Existem três tipos distintos de holoprosencefalia, que são:

Alobar: o cérebro não se divide completamente, e habitualmente está ligado a significativas alterações faciais.
Semilobar: há divisão parcial dos hemisférios cerebrais, representando uma forma intermediária da desordem.
Lobar: é a forma menos grave, pois há evidencias consideráveis de que os hemisférios cerebrais encontram-se separados, sendo o cérebro do paciente quase normal.

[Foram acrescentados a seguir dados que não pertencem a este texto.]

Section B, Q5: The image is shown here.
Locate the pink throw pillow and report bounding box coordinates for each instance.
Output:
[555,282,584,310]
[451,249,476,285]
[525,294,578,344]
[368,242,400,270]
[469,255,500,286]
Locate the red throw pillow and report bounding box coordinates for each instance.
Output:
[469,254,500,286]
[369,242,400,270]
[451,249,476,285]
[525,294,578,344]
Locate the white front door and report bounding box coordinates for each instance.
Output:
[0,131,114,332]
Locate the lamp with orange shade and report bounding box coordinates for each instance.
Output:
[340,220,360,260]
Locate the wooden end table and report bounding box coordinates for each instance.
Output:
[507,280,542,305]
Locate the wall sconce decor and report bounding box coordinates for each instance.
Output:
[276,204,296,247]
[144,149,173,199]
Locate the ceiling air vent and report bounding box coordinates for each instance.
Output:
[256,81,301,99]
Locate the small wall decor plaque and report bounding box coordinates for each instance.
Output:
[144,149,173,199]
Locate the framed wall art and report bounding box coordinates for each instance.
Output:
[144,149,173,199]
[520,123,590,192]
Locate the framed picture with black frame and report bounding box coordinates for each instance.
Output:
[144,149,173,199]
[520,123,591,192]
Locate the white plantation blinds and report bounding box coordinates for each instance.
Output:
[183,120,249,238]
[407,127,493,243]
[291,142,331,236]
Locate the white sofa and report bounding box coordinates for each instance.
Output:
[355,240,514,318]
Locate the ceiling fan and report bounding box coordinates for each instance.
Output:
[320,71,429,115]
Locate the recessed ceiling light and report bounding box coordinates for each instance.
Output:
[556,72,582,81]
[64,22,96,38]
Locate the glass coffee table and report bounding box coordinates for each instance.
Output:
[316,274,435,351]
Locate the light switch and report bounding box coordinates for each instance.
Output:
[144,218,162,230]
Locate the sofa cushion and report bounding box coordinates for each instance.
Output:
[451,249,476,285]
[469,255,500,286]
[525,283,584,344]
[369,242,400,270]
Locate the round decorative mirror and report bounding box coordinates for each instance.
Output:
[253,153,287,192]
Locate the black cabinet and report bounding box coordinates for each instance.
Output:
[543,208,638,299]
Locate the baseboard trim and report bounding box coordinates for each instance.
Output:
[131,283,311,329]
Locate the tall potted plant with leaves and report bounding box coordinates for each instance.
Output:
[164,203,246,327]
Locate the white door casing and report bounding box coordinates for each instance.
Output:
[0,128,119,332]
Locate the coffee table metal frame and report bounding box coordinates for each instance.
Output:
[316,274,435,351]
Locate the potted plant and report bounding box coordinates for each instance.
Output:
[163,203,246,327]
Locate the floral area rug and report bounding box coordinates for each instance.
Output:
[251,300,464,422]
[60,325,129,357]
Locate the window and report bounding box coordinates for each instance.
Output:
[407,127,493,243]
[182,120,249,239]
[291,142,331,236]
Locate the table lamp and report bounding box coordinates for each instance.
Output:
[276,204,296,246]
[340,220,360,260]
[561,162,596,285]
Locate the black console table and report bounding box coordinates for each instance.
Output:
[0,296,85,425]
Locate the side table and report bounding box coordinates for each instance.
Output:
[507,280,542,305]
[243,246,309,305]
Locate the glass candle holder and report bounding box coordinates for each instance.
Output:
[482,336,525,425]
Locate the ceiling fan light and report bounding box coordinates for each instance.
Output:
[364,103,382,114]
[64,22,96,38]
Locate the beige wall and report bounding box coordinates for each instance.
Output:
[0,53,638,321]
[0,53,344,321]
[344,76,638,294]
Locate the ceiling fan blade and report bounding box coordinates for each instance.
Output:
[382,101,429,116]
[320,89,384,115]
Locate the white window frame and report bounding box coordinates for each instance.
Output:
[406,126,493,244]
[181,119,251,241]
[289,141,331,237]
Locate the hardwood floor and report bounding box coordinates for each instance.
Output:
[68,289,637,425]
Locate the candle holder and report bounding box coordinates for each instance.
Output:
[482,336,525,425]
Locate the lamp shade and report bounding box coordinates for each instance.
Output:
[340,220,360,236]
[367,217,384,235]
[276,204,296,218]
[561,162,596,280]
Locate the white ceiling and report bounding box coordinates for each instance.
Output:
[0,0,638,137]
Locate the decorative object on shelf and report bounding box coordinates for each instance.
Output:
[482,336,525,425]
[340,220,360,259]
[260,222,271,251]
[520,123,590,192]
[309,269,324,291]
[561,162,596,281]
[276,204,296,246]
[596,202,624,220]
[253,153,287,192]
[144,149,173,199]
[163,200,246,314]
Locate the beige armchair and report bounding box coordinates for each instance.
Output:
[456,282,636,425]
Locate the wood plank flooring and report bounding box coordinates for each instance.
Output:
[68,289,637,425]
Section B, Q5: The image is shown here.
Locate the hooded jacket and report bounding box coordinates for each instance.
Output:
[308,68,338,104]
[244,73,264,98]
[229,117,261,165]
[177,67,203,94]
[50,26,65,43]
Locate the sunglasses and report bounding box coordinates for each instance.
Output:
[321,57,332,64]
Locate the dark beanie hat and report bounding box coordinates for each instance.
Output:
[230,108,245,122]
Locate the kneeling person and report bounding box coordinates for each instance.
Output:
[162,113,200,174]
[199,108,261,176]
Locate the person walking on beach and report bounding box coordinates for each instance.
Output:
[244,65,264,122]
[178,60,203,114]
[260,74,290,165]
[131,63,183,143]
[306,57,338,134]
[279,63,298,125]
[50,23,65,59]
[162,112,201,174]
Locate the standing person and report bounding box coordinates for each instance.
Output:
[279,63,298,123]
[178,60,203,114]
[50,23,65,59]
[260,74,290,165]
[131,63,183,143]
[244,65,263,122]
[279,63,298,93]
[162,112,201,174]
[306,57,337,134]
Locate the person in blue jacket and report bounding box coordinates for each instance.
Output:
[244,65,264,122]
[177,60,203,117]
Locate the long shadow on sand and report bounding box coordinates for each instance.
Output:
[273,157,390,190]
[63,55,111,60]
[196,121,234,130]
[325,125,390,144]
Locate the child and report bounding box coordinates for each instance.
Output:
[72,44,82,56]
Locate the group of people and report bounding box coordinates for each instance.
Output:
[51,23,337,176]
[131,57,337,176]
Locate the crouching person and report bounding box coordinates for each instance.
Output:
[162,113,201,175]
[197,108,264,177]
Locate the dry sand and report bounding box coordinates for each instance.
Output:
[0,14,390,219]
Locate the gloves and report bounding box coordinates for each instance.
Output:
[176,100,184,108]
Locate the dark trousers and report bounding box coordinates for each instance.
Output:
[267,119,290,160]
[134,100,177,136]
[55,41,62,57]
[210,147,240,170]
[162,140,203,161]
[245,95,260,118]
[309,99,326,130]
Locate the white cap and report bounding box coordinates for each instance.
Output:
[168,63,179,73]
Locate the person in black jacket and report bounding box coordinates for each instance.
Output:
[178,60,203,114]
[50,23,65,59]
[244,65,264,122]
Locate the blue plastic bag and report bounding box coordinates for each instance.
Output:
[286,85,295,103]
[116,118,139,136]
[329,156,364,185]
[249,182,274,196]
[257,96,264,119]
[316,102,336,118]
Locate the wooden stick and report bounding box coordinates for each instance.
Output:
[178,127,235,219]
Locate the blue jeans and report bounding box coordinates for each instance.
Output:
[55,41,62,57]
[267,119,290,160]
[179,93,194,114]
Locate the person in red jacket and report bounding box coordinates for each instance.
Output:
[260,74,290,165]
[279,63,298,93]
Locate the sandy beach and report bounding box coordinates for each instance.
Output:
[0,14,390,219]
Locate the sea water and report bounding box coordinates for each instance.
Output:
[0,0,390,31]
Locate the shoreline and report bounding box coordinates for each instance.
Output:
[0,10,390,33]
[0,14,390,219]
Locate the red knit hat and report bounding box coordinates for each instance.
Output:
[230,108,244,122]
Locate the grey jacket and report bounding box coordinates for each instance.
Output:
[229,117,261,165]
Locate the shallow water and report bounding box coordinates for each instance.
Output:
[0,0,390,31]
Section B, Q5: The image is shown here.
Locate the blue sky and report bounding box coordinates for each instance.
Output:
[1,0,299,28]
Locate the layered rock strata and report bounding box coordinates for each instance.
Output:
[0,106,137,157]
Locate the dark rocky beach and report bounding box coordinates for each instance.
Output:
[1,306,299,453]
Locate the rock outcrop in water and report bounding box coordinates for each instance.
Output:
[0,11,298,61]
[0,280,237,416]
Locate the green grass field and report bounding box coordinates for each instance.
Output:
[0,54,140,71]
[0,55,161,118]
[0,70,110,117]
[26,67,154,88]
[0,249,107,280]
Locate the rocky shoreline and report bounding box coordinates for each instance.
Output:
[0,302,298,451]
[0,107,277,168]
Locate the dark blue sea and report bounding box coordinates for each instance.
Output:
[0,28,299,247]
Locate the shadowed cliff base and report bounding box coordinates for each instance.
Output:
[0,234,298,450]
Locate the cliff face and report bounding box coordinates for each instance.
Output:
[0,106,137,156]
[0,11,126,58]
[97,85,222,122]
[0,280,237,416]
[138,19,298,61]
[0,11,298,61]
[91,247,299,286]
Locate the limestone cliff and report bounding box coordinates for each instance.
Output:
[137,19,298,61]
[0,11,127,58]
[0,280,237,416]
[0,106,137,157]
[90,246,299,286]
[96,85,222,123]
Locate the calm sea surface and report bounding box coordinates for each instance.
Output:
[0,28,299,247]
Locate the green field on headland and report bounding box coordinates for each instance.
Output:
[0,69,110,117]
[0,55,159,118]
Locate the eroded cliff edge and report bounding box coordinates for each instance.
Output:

A apresentação desta patologia envolve defeitos ou malformações no cérebro, no crânio e na face. Os defeitos mais graves são os cerebrais, que, em muitos casos, pode levar ao aborto ou natimorto. Já nos casos mais brandos, os pacientes podem apresentar somente defeitos craniofaciais, envolvendo olhos, nariz e lábio superior, com desenvolvimento cerebral normal ou quase normal, podendo apresentar, neste último caso, convulsões e atraso mental.O defeito craniofacial mais grave é a ciclopia, quando há o desenvolvimento de apenas um olho, situado no local onde normalmente desenvolve-se a raiz do nariz, em associação com um nariz em forma de uma probóscide (um apêndice tubular) ou ausência deste.

Outros defeitos incluem:

Etmocefalia: é a anomalia mais incomum e trata-se de uma probóscide que se encontra separando olhos muito juntos.
Cebocefalia: anomalia caracterizada pela presença de um nariz diminuto e achatado, que apresenta uma única narina, localizado logo abaixo de um dos olhos.
A melhor forma para se diagnosticar esta condição é por meio de tomografia computadorizada ou ressonância magnética.
Não existe tratamento para esta desordem. O prognóstico para os portadores desta anomalia é reservado. Para os sobreviventes, é feito somente um tratamento sintomático e de suporte.